An autoimmune disease is a disease resulting from subsequent tissue damage or disturbed physiological responses caused by an autoimmune response.
Autoimmune diseases can be organ-specific (when damage is localised to a single organ or tissue) or non-organ-specific (when self-antigens are ubiquitous across the body and thus generate a systemic autoimmune response).
Organ-Specific Autoimmune Diseases
Hashimoto’s Thyroiditis – autoantibodies target thyroid peroxidase and thyroglobulin which are essential to ensure normal function of the thyroid glands. It results in hypothyroidism. This is a type IV hypersensitivity reaction.
Type I Diabetes Mellitus – autoantibodies target pancreatic islet cells, which are essential for the production of insulin. This results in poor blood sugar control as there is no insulin produced naturally. This is a type IV hypersensitivity reaction.
Multiple Sclerosis – autoantibodies target the myelin sheath coating nerve fibres which results in a slowdown of neural transmission. This is a type IV hypersensitivity reaction.
Goodpasture’s Syndrome (Anti-glomerular Basement Membrane Disease) – autoantibodies target the glomerular basement membrane in the kidneys and the lungs. This is a type II hypersensitivity reaction.
Addison’s Disease – in most patients, autoantibodies target the adrenal gland, known as anti-adrenal antibodies. This can be a type II or IV hypersensitivity reaction.
Graves’ Disease – autoantibodies (called thyrotropin receptor antibody, TRAb) target thyroid-stimulating hormone receptors on the pituitary gland, leading to the overproduction of thyroid hormones, resulting in hyperthyroidism. This is a type II hypersensitivity reaction.
Myasthenia Gravis – autoantibodies target the acetylcholine receptor found at the neuromuscular junction resulting in muscle weakness.

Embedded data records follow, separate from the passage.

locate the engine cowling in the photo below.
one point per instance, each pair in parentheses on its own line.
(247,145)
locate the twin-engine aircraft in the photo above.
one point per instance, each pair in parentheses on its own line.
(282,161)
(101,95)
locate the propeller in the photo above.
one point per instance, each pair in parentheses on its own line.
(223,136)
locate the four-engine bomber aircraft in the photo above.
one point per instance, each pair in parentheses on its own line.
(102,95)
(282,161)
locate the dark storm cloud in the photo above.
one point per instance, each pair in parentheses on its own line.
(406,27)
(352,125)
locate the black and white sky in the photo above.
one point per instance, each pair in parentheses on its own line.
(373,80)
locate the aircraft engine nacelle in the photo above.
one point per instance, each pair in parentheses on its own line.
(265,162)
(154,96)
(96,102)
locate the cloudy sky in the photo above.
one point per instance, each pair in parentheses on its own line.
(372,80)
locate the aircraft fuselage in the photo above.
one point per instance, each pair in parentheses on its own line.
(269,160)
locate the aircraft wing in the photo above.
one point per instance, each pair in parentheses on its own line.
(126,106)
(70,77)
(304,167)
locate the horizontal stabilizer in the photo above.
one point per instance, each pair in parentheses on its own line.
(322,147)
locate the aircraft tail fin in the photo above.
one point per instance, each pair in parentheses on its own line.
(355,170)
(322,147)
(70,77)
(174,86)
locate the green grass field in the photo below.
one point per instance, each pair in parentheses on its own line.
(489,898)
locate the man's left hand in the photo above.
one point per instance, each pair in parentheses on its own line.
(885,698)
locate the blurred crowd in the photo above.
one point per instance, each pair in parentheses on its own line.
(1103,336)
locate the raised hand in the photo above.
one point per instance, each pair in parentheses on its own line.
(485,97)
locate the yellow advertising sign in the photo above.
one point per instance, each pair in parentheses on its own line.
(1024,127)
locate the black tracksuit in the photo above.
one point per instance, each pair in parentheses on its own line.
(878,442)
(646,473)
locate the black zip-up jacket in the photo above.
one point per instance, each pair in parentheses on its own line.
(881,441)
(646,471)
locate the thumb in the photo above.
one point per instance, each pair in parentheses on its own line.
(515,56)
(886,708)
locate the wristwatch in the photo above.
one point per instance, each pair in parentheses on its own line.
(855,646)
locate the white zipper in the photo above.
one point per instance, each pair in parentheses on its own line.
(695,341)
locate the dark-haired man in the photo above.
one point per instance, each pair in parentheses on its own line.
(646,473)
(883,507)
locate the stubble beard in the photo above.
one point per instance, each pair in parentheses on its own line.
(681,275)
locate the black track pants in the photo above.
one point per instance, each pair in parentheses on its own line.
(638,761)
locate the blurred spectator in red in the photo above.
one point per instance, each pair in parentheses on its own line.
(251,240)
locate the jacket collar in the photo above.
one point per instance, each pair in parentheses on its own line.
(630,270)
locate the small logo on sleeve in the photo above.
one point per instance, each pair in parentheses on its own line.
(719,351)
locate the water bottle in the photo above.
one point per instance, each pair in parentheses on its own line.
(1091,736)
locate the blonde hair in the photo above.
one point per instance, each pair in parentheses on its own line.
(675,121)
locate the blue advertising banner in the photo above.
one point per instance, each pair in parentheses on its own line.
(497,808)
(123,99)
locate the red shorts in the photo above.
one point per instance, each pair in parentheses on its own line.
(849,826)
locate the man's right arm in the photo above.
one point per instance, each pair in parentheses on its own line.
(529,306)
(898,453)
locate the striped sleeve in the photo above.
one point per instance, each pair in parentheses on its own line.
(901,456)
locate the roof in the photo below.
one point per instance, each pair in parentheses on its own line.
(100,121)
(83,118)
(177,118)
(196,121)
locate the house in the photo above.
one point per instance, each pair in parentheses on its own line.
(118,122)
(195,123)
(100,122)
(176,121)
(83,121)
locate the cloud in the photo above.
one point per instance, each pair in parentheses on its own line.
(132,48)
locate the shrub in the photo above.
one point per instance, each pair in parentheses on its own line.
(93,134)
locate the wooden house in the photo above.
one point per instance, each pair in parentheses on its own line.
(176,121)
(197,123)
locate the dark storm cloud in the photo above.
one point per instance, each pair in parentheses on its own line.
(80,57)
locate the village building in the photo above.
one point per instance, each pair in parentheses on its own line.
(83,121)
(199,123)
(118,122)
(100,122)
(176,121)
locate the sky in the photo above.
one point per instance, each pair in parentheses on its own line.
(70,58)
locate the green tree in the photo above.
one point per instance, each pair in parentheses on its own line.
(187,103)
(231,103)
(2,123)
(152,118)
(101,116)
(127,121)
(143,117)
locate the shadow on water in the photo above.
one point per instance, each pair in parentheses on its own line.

This is a type II hypersensitivity reaction.
Pernicious Anaemia – autoantibodies target parietal cells and/or intrinsic factor commonly found in the stomach and terminal ileum respectively, which results in vitamin B12 deficiency. This is a type II hypersensitivity reaction.
Non-Organ Specific Autoimmune Diseases
Autoimmune Haemolytic Anaemia – autoantibodies target red blood cell antigens which circulate through the whole body. This is a type II hypersensitivity reaction.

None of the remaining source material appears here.